The andean bear’s situation, like that of many other large mammals, is critical. Actually, the Red List for species in Ecuador catalogs the bear as being endangered.

The andean bear’s vulnerability increases as it faces more threats, mainly anthropogenic pressures. The expansion of the agricultural front, destruction of its natural habitat, hunting, and even climate change are factors that provoke drastic reductions in wild populations.

As a result of growing threats, in 2013 the case of Pinocho came about, a bear cub rescued from a rural location by La Mana. After him being rescued from a family that was keeping him as a pet, the bear cub was cared for and taken to a rehabilitation center for wildlife in the province of Cotopaxi, where he shared a cell with Estrella, a andean spectacled female bear that was getting ready to be liberated. Although Pinocho’s care was focused on being able to liberate him in the near future, the bear showed high level of interest in the contact he had with the group of people that worked close to the animal. For this reason, in 2017, it was decided that Pinocho could not be liberated, rather he will be sent to a zoo in Maryland, United States, where he will stay for the rest of his life.

The current situation with the andean bear in ecuador is critical, but can be helped on an institutional level using reforms from the ministry of the environment. Further, on an individual level, there are many activities that can be done to help the protection of the andean bear.

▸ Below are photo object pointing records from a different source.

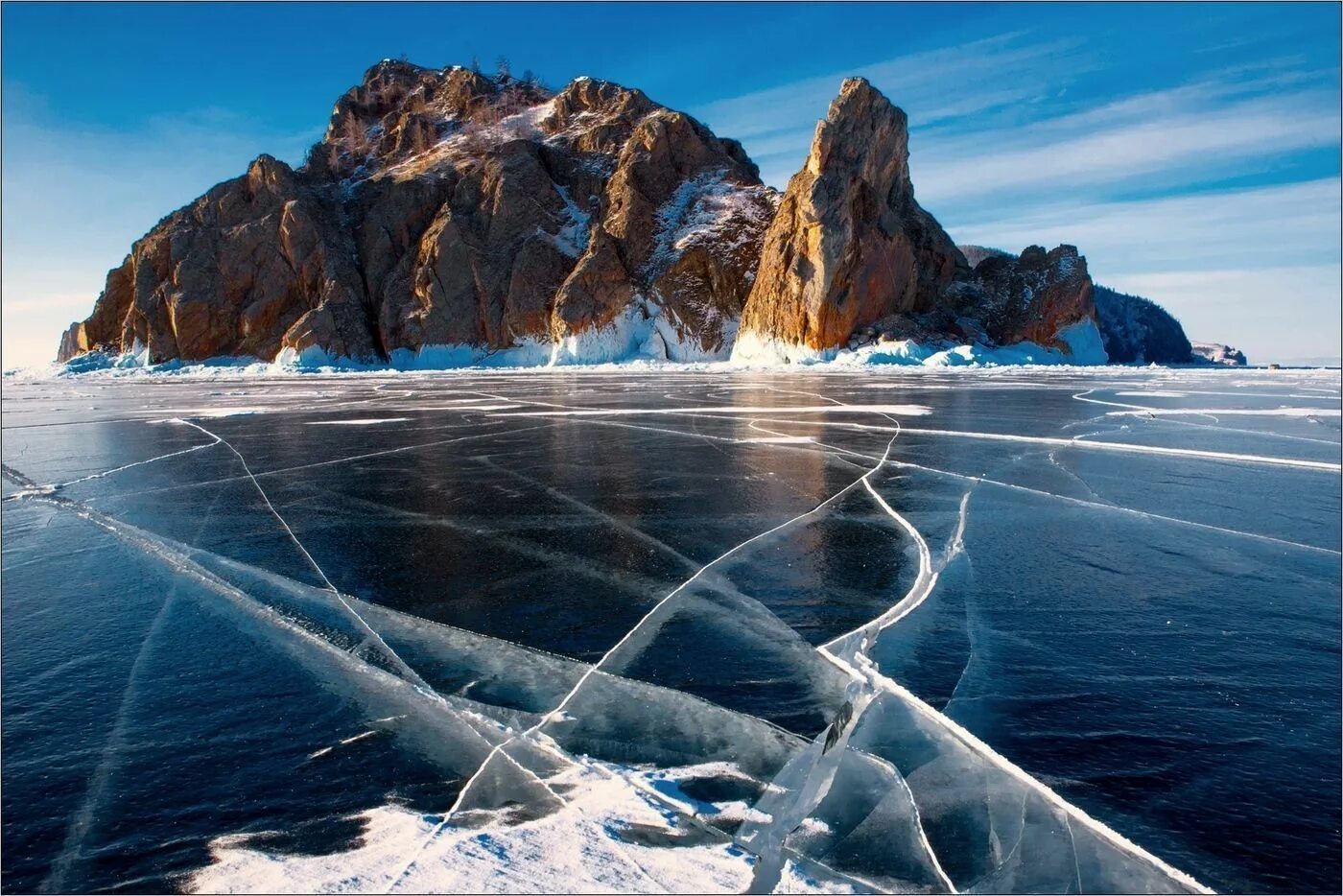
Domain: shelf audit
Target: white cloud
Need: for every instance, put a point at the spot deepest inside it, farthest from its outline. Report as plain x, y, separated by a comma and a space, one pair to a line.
1255, 268
1162, 136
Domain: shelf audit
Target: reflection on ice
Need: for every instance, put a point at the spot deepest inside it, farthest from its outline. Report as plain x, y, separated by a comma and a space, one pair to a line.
735, 732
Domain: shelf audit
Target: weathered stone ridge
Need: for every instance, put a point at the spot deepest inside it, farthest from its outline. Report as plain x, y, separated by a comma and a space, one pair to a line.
450, 214
849, 244
449, 208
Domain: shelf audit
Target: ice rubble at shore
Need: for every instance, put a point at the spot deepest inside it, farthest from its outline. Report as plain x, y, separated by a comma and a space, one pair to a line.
600, 778
642, 336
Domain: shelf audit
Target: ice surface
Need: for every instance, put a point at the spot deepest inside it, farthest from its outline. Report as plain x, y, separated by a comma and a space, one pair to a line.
650, 631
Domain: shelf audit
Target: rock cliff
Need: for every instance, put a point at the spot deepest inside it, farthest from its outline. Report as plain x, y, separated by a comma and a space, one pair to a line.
447, 217
849, 245
446, 208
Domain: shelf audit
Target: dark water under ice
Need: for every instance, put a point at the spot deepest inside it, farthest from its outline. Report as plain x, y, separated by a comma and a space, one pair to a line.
1150, 631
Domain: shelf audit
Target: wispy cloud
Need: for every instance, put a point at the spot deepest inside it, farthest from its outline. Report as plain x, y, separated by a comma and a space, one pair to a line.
1258, 268
1283, 224
1186, 134
932, 86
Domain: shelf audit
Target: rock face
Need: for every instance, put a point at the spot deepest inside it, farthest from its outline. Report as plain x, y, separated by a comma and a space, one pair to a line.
447, 217
1139, 331
849, 245
450, 208
1030, 297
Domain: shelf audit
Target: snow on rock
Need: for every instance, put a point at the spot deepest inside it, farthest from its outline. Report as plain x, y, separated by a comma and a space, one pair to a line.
1217, 353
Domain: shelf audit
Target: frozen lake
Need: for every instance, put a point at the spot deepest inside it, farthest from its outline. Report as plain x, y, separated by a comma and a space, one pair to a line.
913, 630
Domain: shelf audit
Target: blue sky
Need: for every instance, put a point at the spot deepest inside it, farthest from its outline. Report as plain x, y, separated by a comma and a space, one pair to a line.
1191, 152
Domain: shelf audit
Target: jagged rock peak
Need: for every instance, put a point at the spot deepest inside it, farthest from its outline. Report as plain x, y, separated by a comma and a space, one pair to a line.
449, 211
849, 245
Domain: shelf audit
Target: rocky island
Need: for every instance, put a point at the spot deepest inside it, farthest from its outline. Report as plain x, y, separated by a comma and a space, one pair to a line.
449, 218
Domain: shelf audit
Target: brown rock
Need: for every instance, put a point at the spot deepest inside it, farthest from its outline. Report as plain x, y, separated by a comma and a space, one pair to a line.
849, 244
447, 207
1030, 297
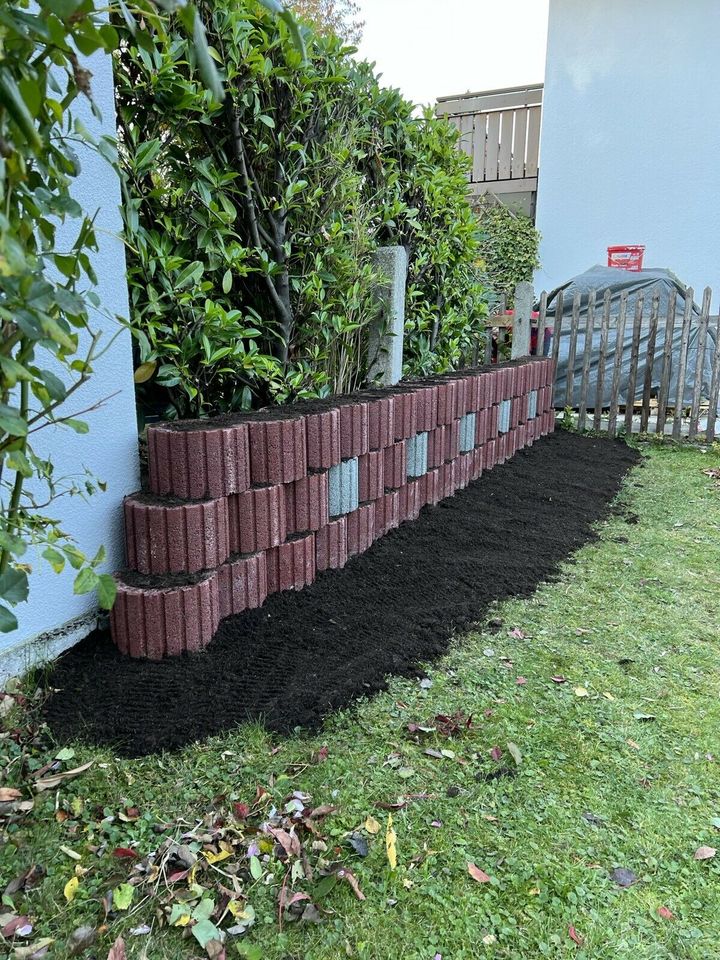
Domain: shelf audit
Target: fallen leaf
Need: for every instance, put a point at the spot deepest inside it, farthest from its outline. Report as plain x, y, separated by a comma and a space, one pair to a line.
705, 853
391, 843
623, 877
117, 951
81, 940
477, 874
372, 826
71, 888
56, 779
514, 752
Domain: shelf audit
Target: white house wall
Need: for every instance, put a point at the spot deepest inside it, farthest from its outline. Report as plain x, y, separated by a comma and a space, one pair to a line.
630, 145
54, 617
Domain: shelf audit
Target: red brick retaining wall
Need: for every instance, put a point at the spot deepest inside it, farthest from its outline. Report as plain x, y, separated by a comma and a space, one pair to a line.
238, 507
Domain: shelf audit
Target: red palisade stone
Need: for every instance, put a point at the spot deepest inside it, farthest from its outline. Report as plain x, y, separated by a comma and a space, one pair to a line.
371, 474
180, 538
381, 421
354, 430
395, 467
277, 450
306, 503
331, 545
197, 463
158, 622
243, 584
291, 565
257, 519
360, 528
323, 439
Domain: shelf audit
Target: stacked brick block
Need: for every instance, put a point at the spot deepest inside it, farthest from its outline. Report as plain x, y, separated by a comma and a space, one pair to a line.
241, 507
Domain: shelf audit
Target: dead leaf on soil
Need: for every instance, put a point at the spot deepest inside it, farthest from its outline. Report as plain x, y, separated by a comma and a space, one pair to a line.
477, 874
705, 853
56, 779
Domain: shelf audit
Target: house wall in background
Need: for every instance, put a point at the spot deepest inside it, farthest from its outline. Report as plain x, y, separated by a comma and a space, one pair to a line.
54, 618
631, 137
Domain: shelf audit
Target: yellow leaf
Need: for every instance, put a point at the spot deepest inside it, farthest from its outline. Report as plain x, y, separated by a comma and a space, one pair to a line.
71, 888
391, 843
372, 826
216, 857
145, 371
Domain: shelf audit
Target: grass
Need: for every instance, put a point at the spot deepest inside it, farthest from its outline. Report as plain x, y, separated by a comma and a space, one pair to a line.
633, 622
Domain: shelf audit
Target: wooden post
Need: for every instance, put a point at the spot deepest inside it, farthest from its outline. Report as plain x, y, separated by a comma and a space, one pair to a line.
664, 393
617, 365
572, 350
649, 363
634, 354
600, 382
542, 321
714, 387
521, 320
682, 362
587, 356
699, 363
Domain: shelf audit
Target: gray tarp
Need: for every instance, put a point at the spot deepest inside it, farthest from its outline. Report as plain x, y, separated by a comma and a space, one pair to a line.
648, 282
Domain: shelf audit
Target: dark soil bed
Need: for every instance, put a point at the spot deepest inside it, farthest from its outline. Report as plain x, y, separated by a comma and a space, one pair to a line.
396, 606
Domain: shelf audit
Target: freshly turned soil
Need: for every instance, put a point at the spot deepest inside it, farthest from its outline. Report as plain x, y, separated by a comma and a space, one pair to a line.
302, 655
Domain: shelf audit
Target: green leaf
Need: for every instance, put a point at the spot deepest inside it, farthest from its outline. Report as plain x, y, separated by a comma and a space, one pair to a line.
123, 896
86, 581
107, 591
14, 586
8, 622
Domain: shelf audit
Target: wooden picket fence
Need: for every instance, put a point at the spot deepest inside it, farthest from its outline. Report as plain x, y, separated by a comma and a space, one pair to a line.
660, 410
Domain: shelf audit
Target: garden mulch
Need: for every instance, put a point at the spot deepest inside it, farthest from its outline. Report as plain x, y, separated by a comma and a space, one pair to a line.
302, 655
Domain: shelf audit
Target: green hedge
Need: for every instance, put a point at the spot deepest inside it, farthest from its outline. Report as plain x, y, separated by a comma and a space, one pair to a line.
252, 223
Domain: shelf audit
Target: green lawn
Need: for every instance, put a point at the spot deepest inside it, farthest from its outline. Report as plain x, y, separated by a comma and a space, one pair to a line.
633, 624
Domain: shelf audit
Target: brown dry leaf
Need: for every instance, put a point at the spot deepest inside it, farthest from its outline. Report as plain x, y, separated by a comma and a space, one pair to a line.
117, 951
705, 853
477, 874
55, 779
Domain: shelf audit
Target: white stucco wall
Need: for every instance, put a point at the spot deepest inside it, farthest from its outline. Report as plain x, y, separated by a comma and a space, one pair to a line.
54, 617
630, 148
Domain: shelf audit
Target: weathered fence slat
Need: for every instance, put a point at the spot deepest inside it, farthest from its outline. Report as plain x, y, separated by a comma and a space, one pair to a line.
600, 381
617, 364
572, 350
542, 322
714, 387
699, 364
649, 363
634, 356
587, 355
664, 393
682, 362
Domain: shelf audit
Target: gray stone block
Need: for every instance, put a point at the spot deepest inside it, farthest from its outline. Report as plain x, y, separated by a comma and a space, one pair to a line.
532, 404
467, 433
416, 455
504, 417
343, 488
385, 342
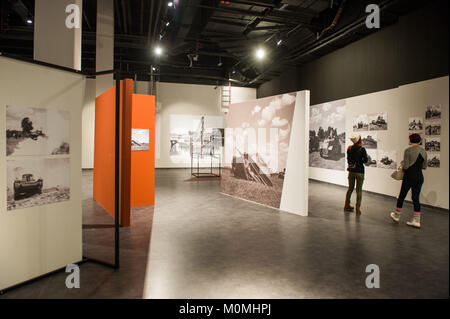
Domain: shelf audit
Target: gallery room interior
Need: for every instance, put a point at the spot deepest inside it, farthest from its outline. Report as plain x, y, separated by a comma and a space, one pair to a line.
197, 149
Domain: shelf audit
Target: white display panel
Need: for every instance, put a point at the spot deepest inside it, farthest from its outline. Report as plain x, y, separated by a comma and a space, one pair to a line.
37, 240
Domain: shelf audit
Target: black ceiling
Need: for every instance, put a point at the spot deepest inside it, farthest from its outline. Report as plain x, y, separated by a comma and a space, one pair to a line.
212, 41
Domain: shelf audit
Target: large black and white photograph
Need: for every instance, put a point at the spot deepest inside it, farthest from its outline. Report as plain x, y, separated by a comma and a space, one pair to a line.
434, 160
37, 182
369, 140
327, 136
140, 139
361, 123
37, 131
415, 124
433, 112
378, 122
433, 128
433, 144
387, 159
372, 159
421, 138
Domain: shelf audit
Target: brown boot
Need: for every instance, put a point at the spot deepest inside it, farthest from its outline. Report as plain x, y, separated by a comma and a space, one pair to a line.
348, 207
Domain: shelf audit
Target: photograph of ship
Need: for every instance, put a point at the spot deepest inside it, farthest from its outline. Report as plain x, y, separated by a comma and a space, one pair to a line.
372, 158
433, 112
254, 169
433, 144
35, 131
415, 124
434, 160
433, 128
37, 182
378, 122
361, 123
369, 140
140, 139
387, 159
421, 138
327, 136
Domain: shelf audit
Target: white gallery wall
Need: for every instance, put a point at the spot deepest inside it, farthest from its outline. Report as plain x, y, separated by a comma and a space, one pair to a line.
400, 104
40, 239
188, 99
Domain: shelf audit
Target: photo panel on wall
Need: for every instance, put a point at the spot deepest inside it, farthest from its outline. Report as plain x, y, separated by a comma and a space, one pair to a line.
361, 123
387, 159
327, 135
434, 160
378, 122
37, 181
416, 123
37, 131
369, 140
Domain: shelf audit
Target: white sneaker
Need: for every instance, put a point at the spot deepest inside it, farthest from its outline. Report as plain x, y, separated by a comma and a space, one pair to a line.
415, 222
395, 215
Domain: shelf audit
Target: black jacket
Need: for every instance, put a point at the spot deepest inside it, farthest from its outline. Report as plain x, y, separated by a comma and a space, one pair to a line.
356, 158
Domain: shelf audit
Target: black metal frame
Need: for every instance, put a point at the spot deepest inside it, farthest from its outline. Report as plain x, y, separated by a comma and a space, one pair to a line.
116, 224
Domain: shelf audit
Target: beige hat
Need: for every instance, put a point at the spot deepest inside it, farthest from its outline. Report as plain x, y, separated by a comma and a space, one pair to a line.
355, 138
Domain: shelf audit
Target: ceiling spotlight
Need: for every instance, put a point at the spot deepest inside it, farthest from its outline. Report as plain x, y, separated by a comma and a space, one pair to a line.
158, 50
260, 53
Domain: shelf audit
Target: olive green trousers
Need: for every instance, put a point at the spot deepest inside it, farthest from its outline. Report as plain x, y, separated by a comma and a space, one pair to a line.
353, 178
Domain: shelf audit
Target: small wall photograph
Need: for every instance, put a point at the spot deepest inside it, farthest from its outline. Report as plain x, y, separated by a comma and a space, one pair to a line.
387, 159
378, 122
433, 112
369, 140
433, 128
361, 123
433, 144
37, 182
372, 158
434, 160
327, 136
140, 139
36, 131
415, 124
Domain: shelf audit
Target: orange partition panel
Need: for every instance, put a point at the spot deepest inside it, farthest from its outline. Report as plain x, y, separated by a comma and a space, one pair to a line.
104, 151
143, 162
104, 155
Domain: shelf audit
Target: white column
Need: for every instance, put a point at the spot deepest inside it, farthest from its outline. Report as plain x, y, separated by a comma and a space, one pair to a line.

A focal point towards change is supporting community tourism. This works on a change of perspective related to getting to know and relating to the ecosystem; an easy point of access for any member of society. Economic help, supported by the increasing traffic of visitors, offers the communities an opportunity to invest their money in the protection of the remnant forests, and along with these, all of the species that inhabit them. The high andean forests, home to the andean spectacled bear, are ecosystems that critically threatened by the increasing presence of man. Activities such as agriculture and livestock practices promote deforestation, and, at the same time, an increase in population and a high demand for resources.

Being that economic necessity in communities that are near these threatened ecosystems is indispensable, entrepreneurship in community tourism offers income while conserving the forest. Places such as Yunguilla, “El Mirador del Oso”, and Pimampiro, in the province of Imbabura propose these type of activities. The proposal of community tourism attracts the attention of biologists whom plant projects to monitor species and projects for liberation in future protected areas such as these.

As a result, community tourism promotes environmental education and interest in conservation, not only in rural communities where these activities are being put in place, but also in the visitors, who experience first hand Ecuador’s native fauna and flora. Support for community tourism with a focus on being conscious about the protection of andean forests portions out income for the people who need economic resources in an eco-friendly manner.

Coming back to Pinocho’s case, the bear is currently in Salisbury Zoo receiving visitors interested in foreign and exotic species. The exchange of species like Pinocho allows the ministry of the environment to receive funds for the continuation of work proposed in the National Strategy for the Conservation of the Andean Bear. If Pinocho’s offspring is successful in the future, the economic help offered by the american zoo will allow the protection of wild populations in Ecuador.